Antony Beevor, ancien officier de l'armée britannique, est un historien spécialisé sur les conflits du XXème siècle, la Seconde Guerre mondiale en particulier. Il a été l'élève du grand historien John Keegan, disparu l'an passé. Il est connu en particulier pour les quelques ouvrages qu'il a consacrés au front de l'est, son Stalingrad et son Berlin. Je les ai pour ma part lus il y a longtemps, mais je m'en souviens comme d'une lecture qui avait suscité mon intérêt pour le sujet. Ceci étant dit, pour aussi vivant qu'il soit, le récit de Beevor n'est pas sans poser problèmes quant à la présentation et à l'interprétation des faits, notamment en ce qui concerne les violences commises par l'Armée Rouge en Allemagne en 1945, par exemple.

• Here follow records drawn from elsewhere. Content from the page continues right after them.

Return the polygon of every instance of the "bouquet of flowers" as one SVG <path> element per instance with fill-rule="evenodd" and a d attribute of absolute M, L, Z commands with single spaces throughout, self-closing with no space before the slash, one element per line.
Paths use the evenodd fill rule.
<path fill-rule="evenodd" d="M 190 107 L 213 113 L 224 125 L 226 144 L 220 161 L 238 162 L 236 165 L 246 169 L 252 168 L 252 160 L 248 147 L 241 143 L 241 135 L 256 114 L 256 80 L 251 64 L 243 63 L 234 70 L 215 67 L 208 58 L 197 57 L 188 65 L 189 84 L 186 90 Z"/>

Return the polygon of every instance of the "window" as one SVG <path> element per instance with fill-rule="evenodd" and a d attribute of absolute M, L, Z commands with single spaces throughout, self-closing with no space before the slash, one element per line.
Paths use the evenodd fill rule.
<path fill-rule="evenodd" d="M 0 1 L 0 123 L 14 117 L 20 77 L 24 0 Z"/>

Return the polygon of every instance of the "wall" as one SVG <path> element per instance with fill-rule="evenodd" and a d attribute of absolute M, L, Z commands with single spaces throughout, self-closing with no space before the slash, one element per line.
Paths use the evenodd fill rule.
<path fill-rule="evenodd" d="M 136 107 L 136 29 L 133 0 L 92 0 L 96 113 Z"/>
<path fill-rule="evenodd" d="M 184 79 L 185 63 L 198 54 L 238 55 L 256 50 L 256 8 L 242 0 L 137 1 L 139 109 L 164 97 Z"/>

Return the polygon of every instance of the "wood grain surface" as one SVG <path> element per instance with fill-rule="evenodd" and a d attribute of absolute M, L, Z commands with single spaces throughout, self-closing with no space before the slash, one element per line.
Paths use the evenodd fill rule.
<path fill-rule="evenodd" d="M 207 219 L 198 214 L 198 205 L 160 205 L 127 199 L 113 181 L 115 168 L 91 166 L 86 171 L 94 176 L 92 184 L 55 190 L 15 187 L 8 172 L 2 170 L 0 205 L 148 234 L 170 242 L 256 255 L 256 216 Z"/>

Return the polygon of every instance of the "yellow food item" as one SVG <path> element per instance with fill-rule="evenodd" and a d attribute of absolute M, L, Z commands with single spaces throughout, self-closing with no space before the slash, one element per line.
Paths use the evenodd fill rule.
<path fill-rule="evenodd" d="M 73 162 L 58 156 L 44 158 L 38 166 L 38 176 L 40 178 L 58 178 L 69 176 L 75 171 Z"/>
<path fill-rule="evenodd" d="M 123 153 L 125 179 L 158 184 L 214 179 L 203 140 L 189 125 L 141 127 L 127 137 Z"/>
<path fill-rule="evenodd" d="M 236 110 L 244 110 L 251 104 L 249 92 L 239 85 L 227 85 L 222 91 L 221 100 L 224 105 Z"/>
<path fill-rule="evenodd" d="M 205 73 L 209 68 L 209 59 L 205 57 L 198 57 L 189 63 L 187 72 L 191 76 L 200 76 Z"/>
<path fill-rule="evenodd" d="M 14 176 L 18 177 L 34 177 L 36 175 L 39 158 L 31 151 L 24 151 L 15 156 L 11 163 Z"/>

L'historien avait le mérite d'en parler, car le sujet reste encore aujourd'hui difficile à aborder, surtout en Russie, mais je ne suis pas persuadé qu'il apportait les bonnes réponses, à l'époque (je vais relire d'ailleurs les deux ouvrages en question).
Ce pavé consacré au débarquement en Normandie et à la bataille consécutive, jusqu'à la libération de Paris, ne déroge pas trop au style d'Antony Beevor. C'est une longue description des événements depuis le 6 juin jusqu'au 25 août 1944. Le tout est précis et vivant par l'inclusion de nombreux témoignages, du côté allié ou du côté allemand. Les cartes, nombreuses et placées au fil du texte, permettent de suivre le déroulement des opérations. Le but est clairement de fournir au grand public une narration abordable de la campagne de Normandie, et l'objectif semble, de ce point de vue, atteint.
Pourtant, on ressort un peu désabusé de cette lecture. D'abord, les coquilles sont nombreuses dans le lexique militaire, sans que l'on puisse savoir si elles relèvent de la traduction (ça semble être le cas pour beaucoup) ou du texte original lui-même. Ensuite, Beevor se cantonne strictement à la narration sans proposer de questionnement véritable ou d'interprétation, sauf pour quelques cas très précis (sur 800 pages...), comme le problème du "battle fatigue" et du traitement des chocs post-traumatiques au combat. Il y a un très bon passage sur l'épisode des crimes de guerre commis par la Hitlerjugend contre les Canadiens (ou comment justifier des massacres en prétendant que l'adversaire a commencé et fait pareil, ce qui est au départ manifestement faux). Autre idée intéressante et un peu développée : celle selon laquelle les Alliés ont bien préparé le débarquement, mais pas la bataille de Normandie. Enfin, Beevor montre bien les conséquences terribles de la bataille sur la Normandie et la population française, qui ne sont pas épargnées et qui sauvent, par leur "martyr", le reste de la France des mêmes affres.
Il n'y a pas véritablement de problématique, ni même "d'historique", pour ainsi dire, de la conception de l'opération Overlord, Antony Beevor se contentant de démarrer son récit début juin 1944, avec parfois quelques petits retours en arrière -mais il fait pâle figure, côté allié en tout cas, avec l'ouvrage de l'historien français O. Wieviorka sur le débarquement en Normandie. Certains jugements, comme ceux portés sur les officiers généraux alliés, comme Montgomery ou Eisenhower, semblent un peu à l'emporte-pièces, insuffisamment étayés, comme si l'historien laissent le pathos dominer l'écriture. Il compare fréquemment la Normandie au front de l'est pour l'intensité des combats, mais la comparaison n'est pas suffisamment poussée pour être définitivement convaincante. C'est dommage car cela gâche un peu le fil d'un récit qui se lit bien.
Au final, c'est donc plutôt un livre destiné à des personnes qui ont quelque bases, souhaitant en savoir plus sur le débarquement et la campagne de Normandie. Les connaisseurs ou spécialistes n'y apprendront sans doute pas grand chose de neuf et pourront être un peu déçus, comme moi, du propos globalement descriptif. Ceci étant dit, c'est un pavé de vulgarisation qui a aussi son utilité, il ne faut pas le bouder.